I am thinking of you all. Posters feeling alone, in shit relationships, with crap family, those who have been bereaved recently or in the past, or those suffering hideous illnesses. And all the other dreadful situations some age in. It’s shit and it’s ok to say so. Life can be so damn unfair. Wishing you strength and love.

Lovemusic33 · 24/12/2022 22:26

OP, I was in a your shoes 5 years ago, things came to a messy end a few days before Christmas ending with the police advising me to go to a woman’s refuge with my dc (I refused to do this). Christmas was really hard, I couldn’t eat, didn’t want to celebrate but also didn’t want to be on my own. I struggled to make it special for my dc and was pleased when it was all over. I did try and join in with playing board games and spending time with family and it did help a little. Eventually you will get over this and stop missing him, you will realise that you are better off without him.

I have struggled with Christmas ever since but I am pleased I got rid and have moved on. Things do get easier. Keeping busy and spending time with family can help a little.

secretrugbyfan · 24/12/2022 22:28

I hate Christmas.....it's such a lonely time of year...I have a family, and I'm not on my own, but I feel so, so lonely...it builds all the way through December and I cry at everything...most early mornings are just spent sobbing.....I just wish I knew why I felt like this......virtual hugs to all those that feel alone, no matter what time of year it is.

Always4Brenner · 24/12/2022 22:28

lookingforafantasy · 24/12/2022 22:15

Thanks guys. He sent a link to a video that basically said "I get jealous when I think of someone else having you, because I don't want someone else to realise how amazing you are and take you away from me" quite obviously so narcissistic, but yet comforting to know he's thinking of me as much as I am him? Totally crazy, right?!

Hang in there do not reply yes fucking with your head bit like my scammer used too it’s all lies stay strong we’re all with you.

BiddyPop · 24/12/2022 22:29

Yes. Even though so far is better than this time last year (teen Dd kicked off big time on 25th).

But teen Dd has been grumpy about spending less than 4 hours at my DPs with 3 of my DSibs and 1 DNiece.

We have travelled to DMIL and she has "Embarassing Bodies" very loud as she snores away but Dd still recovering from concussion on top of her general ASD issues so the kitchen tv and all lights off, DH lying on couch in conservatory in the dark. There are no other spaces except going to bed.

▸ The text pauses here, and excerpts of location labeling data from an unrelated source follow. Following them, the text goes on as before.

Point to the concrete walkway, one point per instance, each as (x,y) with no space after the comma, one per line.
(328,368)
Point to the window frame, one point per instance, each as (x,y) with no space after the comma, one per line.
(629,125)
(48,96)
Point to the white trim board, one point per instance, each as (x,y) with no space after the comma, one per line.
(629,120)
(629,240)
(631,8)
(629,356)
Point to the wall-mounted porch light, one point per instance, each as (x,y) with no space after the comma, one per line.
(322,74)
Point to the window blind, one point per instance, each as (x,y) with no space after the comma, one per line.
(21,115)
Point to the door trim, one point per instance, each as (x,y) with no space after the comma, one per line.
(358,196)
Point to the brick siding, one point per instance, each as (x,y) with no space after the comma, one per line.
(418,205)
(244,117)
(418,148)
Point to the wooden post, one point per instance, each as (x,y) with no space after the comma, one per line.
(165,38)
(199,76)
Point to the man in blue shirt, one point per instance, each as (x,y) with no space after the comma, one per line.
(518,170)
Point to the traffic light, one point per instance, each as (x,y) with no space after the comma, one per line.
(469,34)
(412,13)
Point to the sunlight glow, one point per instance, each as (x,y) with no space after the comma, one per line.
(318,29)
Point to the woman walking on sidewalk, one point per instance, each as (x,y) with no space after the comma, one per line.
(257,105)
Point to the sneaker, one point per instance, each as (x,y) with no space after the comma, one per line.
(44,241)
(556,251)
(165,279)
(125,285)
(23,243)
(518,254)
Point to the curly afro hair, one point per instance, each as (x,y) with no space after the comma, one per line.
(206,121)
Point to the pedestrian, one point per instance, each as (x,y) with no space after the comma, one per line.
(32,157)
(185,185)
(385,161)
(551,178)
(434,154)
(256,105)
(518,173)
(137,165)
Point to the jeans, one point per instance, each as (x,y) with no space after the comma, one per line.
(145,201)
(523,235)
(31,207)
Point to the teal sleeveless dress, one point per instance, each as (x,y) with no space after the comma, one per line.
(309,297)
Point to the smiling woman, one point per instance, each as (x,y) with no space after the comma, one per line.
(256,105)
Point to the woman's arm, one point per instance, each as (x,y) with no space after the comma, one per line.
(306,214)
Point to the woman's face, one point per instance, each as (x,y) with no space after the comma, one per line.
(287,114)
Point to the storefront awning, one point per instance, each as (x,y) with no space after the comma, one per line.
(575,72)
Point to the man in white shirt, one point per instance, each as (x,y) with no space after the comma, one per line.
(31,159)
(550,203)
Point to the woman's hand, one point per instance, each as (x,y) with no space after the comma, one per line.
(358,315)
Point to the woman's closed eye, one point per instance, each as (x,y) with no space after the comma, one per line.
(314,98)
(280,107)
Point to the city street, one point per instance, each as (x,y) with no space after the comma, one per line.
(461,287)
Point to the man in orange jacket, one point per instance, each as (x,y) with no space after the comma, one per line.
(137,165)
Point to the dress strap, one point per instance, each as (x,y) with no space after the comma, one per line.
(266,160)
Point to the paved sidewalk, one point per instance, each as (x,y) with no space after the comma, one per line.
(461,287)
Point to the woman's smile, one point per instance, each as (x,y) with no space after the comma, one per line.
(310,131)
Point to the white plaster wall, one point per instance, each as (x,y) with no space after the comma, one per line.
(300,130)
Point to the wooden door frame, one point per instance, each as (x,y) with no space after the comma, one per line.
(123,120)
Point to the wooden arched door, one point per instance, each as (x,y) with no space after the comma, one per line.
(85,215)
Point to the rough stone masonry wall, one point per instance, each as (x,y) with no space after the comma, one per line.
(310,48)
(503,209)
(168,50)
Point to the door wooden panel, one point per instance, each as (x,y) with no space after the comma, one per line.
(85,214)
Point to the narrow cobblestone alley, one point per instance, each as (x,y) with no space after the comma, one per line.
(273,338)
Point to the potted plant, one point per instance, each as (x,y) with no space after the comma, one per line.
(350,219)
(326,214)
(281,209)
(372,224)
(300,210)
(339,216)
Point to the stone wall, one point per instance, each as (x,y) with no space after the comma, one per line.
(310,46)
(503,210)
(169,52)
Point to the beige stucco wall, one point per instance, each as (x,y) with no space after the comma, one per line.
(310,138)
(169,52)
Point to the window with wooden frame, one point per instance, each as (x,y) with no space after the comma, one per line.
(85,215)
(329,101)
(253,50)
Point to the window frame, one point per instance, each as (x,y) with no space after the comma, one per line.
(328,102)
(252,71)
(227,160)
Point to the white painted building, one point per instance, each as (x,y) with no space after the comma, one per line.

I managed to sit down for 20 minutes enjoying a coffee this afternoon with DM, DF and 1 DSis and Dd before the others arrived. And sat down here 45 minutes ago only. Getting things done.

Pretty much no nice treats here (I have insisted on wine tonight but need to drive around lots tomorrow again).

Under pressure to go to mass tomorrow.

No quiet time to just relax and watch movies or read a book or enjoy a nice walk. Lots of very heavy rain preventing outdoor activity. DBIL and DSIL being too intense. DMIL is on a very negative spiral again.

Way less bad than many here, but after a hellish year, in fact hellish 3-4 years, I just need some quiet time and a chance to unwind. But cannot get it. Anytime I manage to get a few precious days off, there's always something or lots of somethings needed for others.

SeenAndNot · 24/12/2022 22:31

It’s ok not to be ok.

Ive been sobbing because no family who want to see us/can see us, and I seem to have developed chronic pain conditions this year. It’s been such a flipping hard year - ground into dust by work and all the time in so much pain. I feel like I don’t have any real friends and I’ve hit such a totally overwhelming low point today that I’ve realised I’m going to have to go ask for ssri’s again as soon as the GP’s open again. So worried I’m going to loose my business I’ve bust a gut building up because of this pain. Can’t even get any proper help on the NHS.

Trying desperately to hold it together for the kids, thank goodness DH is doing all the wrapping so I can rest.